This patch introduces an optimized powerpc64 assembly implementation for
sha256-compress-n. This takes advantage of the vshasigma instruction, as
well as unrolling loops to best take advantage of running instructions
in parallel.
The following data was captured on a POWER 10 LPAR @ ~3.896GHz
Current C implementation:
Algorithm mode Mbyte/s
sha256 update 280.97
hmac-sha256 64 bytes 80.81
hmac-sha256 256 bytes 170.50
hmac-sha256 1024 bytes 241.92
hmac-sha256 4096 bytes 268.54
hmac-sha256 single msg 276.16
With optimized assembly:
Algorithm mode Mbyte/s
sha256 update 446.42
hmac-sha256 64 bytes 124.89
hmac-sha256 256 bytes 268.90
hmac-sha256 1024 bytes 382.06
hmac-sha256 4096 bytes 425.38
hmac-sha256 single msg 439.75
Signed-off-by: Eric Richter <[email protected]>
---
fat-ppc.c | 12 +
powerpc64/fat/sha256-compress-n-2.asm | 36 +++
powerpc64/p8/sha256-compress-n.asm | 339 ++++++++++++++++++++++++++
3 files changed, 387 insertions(+)
create mode 100644 powerpc64/fat/sha256-compress-n-2.asm
create mode 100644 powerpc64/p8/sha256-compress-n.asm
diff --git a/fat-ppc.c b/fat-ppc.c
index cd76f7a1..efbeb2ec 100644
--- a/fat-ppc.c
+++ b/fat-ppc.c
@@ -203,6 +203,10 @@ DECLARE_FAT_FUNC(_nettle_poly1305_blocks,
poly1305_blocks_func)
DECLARE_FAT_FUNC_VAR(poly1305_blocks, poly1305_blocks_func, c)

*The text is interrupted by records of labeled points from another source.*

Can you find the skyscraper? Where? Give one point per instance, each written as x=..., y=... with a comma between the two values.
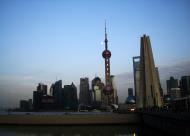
x=57, y=92
x=37, y=95
x=70, y=97
x=171, y=83
x=173, y=89
x=108, y=89
x=42, y=88
x=115, y=97
x=185, y=85
x=136, y=74
x=130, y=91
x=150, y=94
x=84, y=95
x=97, y=88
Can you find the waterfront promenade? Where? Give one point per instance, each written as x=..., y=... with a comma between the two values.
x=67, y=118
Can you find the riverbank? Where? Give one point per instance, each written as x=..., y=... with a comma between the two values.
x=83, y=119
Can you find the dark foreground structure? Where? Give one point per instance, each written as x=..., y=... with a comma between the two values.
x=168, y=123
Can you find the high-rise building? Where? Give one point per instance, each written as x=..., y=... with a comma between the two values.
x=84, y=95
x=173, y=89
x=150, y=93
x=130, y=91
x=42, y=88
x=113, y=83
x=97, y=91
x=171, y=83
x=57, y=92
x=37, y=95
x=185, y=85
x=70, y=97
x=136, y=74
x=108, y=89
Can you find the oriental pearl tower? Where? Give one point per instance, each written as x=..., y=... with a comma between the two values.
x=108, y=89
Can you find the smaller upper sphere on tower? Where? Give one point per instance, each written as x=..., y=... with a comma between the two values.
x=106, y=54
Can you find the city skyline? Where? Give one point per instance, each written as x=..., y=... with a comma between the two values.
x=44, y=41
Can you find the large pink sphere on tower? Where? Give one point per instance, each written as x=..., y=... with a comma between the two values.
x=106, y=54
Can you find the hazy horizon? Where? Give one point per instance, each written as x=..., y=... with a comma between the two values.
x=44, y=41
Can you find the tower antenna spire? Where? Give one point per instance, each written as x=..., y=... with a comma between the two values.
x=106, y=40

DECLARE_FAT_FUNC_VAR(poly1305_blocks, poly1305_blocks_func, ppc64)
+DECLARE_FAT_FUNC(_nettle_sha256_compress_n, sha256_compress_n_func)
+DECLARE_FAT_FUNC_VAR(sha256_compress_n, sha256_compress_n_func, c)
+DECLARE_FAT_FUNC_VAR(sha256_compress_n, sha256_compress_n_func, ppc64)
+
static void CONSTRUCTOR
fat_init (void)
@@ -231,6 +235,8 @@ fat_init (void)
_nettle_ghash_update_arm64() */
_nettle_ghash_set_key_vec = _nettle_ghash_set_key_ppc64;
_nettle_ghash_update_vec = _nettle_ghash_update_ppc64;
+
+ _nettle_sha256_compress_n_vec = _nettle_sha256_compress_n_ppc64;
}
else
{
@@ -239,6 +245,7 @@ fat_init (void)
_nettle_aes_invert_vec = _nettle_aes_invert_c;
_nettle_ghash_set_key_vec = _nettle_ghash_set_key_c;
_nettle_ghash_update_vec = _nettle_ghash_update_c;
+ _nettle_sha256_compress_n_vec = _nettle_sha256_compress_n_c;
}
if (features.have_altivec)
{
@@ -338,3 +345,8 @@ DEFINE_FAT_FUNC(_nettle_poly1305_blocks, const uint8_t *,
size_t blocks,
const uint8_t *m),
(ctx, blocks, m))
+
+DEFINE_FAT_FUNC(_nettle_sha256_compress_n, const uint8_t *,
+ (uint32_t *state, const uint32_t *k,
+ size_t blocks, const uint8_t *input),
+ (state, k, blocks, input))
diff --git a/powerpc64/fat/sha256-compress-n-2.asm
b/powerpc64/fat/sha256-compress-n-2.asm
new file mode 100644
index 00000000..4f4eee9d
--- /dev/null
+++ b/powerpc64/fat/sha256-compress-n-2.asm
@@ -0,0 +1,36 @@
+C powerpc64/fat/sha256-compress-n-2.asm
+
+ifelse(`
+ Copyright (C) 2024 Eric Richter, IBM Corporation
+
+ This file is part of GNU Nettle.
+
+ GNU Nettle is free software: you can redistribute it and/or
+ modify it under the terms of either:
+
+ * the GNU Lesser General Public License as published by the Free
+ Software Foundation; either version 3 of the License, or (at your
+ option) any later version.
+
+ or
+
+ * the GNU General Public License as published by the Free
+ Software Foundation; either version 2 of the License, or (at your
+ option) any later version.
+
+ or both in parallel, as here.
+
+ GNU Nettle is distributed in the hope that it will be useful,
+ but WITHOUT ANY WARRANTY; without even the implied warranty of
+ MERCHANTABILITY or FITNESS FOR A PARTICULAR PURPOSE. See the GNU
+ General Public License for more details.
+
+ You should have received copies of the GNU General Public License and
+ the GNU Lesser General Public License along with this program. If
+ not, see http://www.gnu.org/licenses/.
+')
+
+dnl PROLOGUE(_nettle_sha256_compress_n) picked up by configure
+
+define(`fat_transform', `$1_ppc64')
+include_src(`powerpc64/p8/sha256-compress-n.asm')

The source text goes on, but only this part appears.